Dezenformasyonun, kasıtlı olarak yayılan yanlış bilgiler aracılığıyla kamuoyunun yönlendirilmesi amacı taşıdığını dile getiren Eroğlu, bu durumu günümüzde dijital şiddetin bir türü olarak tanımladı. Ayrıca, benzer kelimeler olarak görülen, ancak farklı anlamlar taşıyan kavramlar arasında dezenformasyon, mezenformasyon ve malenformasyonun bulunduğunu ifade eden Eroğlu, mezenformasyonun kötü niyet olmaksızın yapılan yanlış bilgi paylaşımı olduğunu, malenformasyonun ise doğru bilginin yanıltıcı bir şekilde sunulması olduğunu açıkladı.
Araştırmalar, yalan haberlerin doğru bilgilere göre altı kat daha hızlı yayıldığını gösterirken, bunun sebebinin bireylerin bilgiye hızlı erişim arzusuyla doğrulamaktan kaçınmaları olduğunu belirtti. Dijital dünyanın medyayı nasıl etkilediğine de dikkat çeken Eroğlu, haberlerin büyük ölçüde dijital ortamda üretildiğini ve yayıldığını ifade ederek, bu durumun basın çalışanlarına daha fazla sorumluluk yüklediğini belirtti. Kamuoyunda “Dezenformasyon Yasası” olarak bilinen 7418 Sayılı “Basın Kanunu İle Bazı Kanunlarda Değişiklik Yapılmasına Dair Kanun”un, bu süreçte önemli bir yasal düzenleme olduğunu kaydeden Eroğlu, dijital medya çalışanlarının da basın mensubu olarak kabul edildiğini vurguladı.

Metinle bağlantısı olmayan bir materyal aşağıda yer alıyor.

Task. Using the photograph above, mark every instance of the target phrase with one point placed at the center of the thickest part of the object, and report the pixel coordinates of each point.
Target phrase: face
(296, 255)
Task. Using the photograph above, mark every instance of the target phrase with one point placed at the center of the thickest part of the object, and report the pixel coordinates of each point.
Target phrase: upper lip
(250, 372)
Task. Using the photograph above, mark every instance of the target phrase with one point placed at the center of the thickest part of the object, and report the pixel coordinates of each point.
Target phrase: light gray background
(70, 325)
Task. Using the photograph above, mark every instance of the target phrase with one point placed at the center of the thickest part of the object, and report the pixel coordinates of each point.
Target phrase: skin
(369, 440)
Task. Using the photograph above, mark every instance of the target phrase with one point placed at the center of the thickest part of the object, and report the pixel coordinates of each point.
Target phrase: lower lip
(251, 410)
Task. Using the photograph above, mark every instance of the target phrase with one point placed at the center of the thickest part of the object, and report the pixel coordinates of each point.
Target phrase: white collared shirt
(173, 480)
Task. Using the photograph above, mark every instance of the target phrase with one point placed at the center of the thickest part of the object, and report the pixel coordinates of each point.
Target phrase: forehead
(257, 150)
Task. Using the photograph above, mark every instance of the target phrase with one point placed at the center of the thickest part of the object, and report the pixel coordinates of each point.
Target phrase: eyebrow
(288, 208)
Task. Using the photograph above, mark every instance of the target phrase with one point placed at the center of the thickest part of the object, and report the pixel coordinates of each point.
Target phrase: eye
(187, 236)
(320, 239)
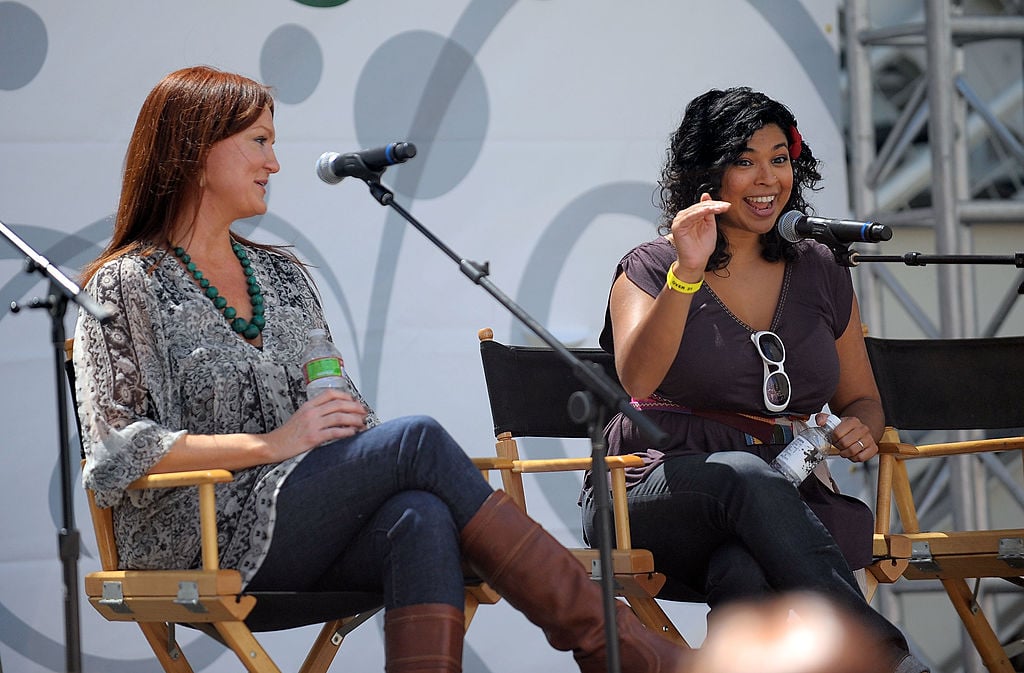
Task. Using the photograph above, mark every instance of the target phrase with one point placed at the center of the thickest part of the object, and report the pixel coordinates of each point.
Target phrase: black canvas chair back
(529, 387)
(949, 384)
(955, 384)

Eroğlu, dezenformasyon ile mücadelede bireylerin de sorumluluk üstlenmesi gerektiğini belirterek, dijital içeriklerin hızla silinebileceğine dikkat çekti. “Ekran görüntüsü almak ve Noterler Birliğinin e-Tespit sistemi gibi araçlar, yalan haberlere karşı delil toplamak açısından büyük bir öneme sahiptir.” diye ekledi.